Focus on hard-core drinking drivers too narrow, IIHS says

Arlington, Virginia – The focus on hard-core drinkers who drive while impaired is too focused, according to a new report by the Insurance Institute for Highway Safety (IIHS). The report says that the focus overlooks other drivers who escape the definition of ‘hard core’.

“We’ve all seen headlines about crashes of impaired drivers with multiple prior offenses,” says IIHS vice-president Anne McCartt, author of the new report. “These are problem drivers, but they”re a smaller part of a bigger problem. Focusing on them ignores the more numerous impaired drivers who have never been arrested.”

‘Hard core’ is usually defined as drivers with more than one traffic offense involving alcohol, or drivers with blood alcohol concentrations (BACs) of 0.15 per cent or more. “Chronic offenders fit an intuitive idea of what the hard core is, but these drivers don’t account for many crashes,” McCartt says.

According to the study, the narrow focus is the result of trends in efforts to revive the progress that was made during the 1980s and 1990s. In many countries, including the U.S., sharp declines in crash deaths involving alcohol-impaired drivers began to be recorded in the early 1980s and continued into the 1990s. The progress was widely attributed to effective laws, heightened enforcement and increased public awareness. But progress stalled, and the ensuing search for new ways to reduce impaired driving led policymakers to focus on the hard core.
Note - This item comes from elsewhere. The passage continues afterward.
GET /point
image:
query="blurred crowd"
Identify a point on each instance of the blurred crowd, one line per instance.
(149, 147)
Under the 1998 Transportation Equity Act, the federal government withheld highway construction funds from states that did not enact provisions to impound the vehicles of second DWI (driving while impaired) offenders or make them use ignition interlocks, while license suspensions and jail terms were lengthened.
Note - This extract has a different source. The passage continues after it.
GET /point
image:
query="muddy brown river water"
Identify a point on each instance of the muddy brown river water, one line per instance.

“The problem is targeting these drivers at the expense of programs aimed at other drivers with BACs high enough to elevate a crash risk,” McCartt says. “Why let them off the hook? Why exclude any driver with a BAC high enough to impair driving? Target them all. It’s a matter of the probabilities. An estimated 90 million vehicle trips per year involve alcohol-impaired drivers, but only about 1.5 million of these end in driver arrest.”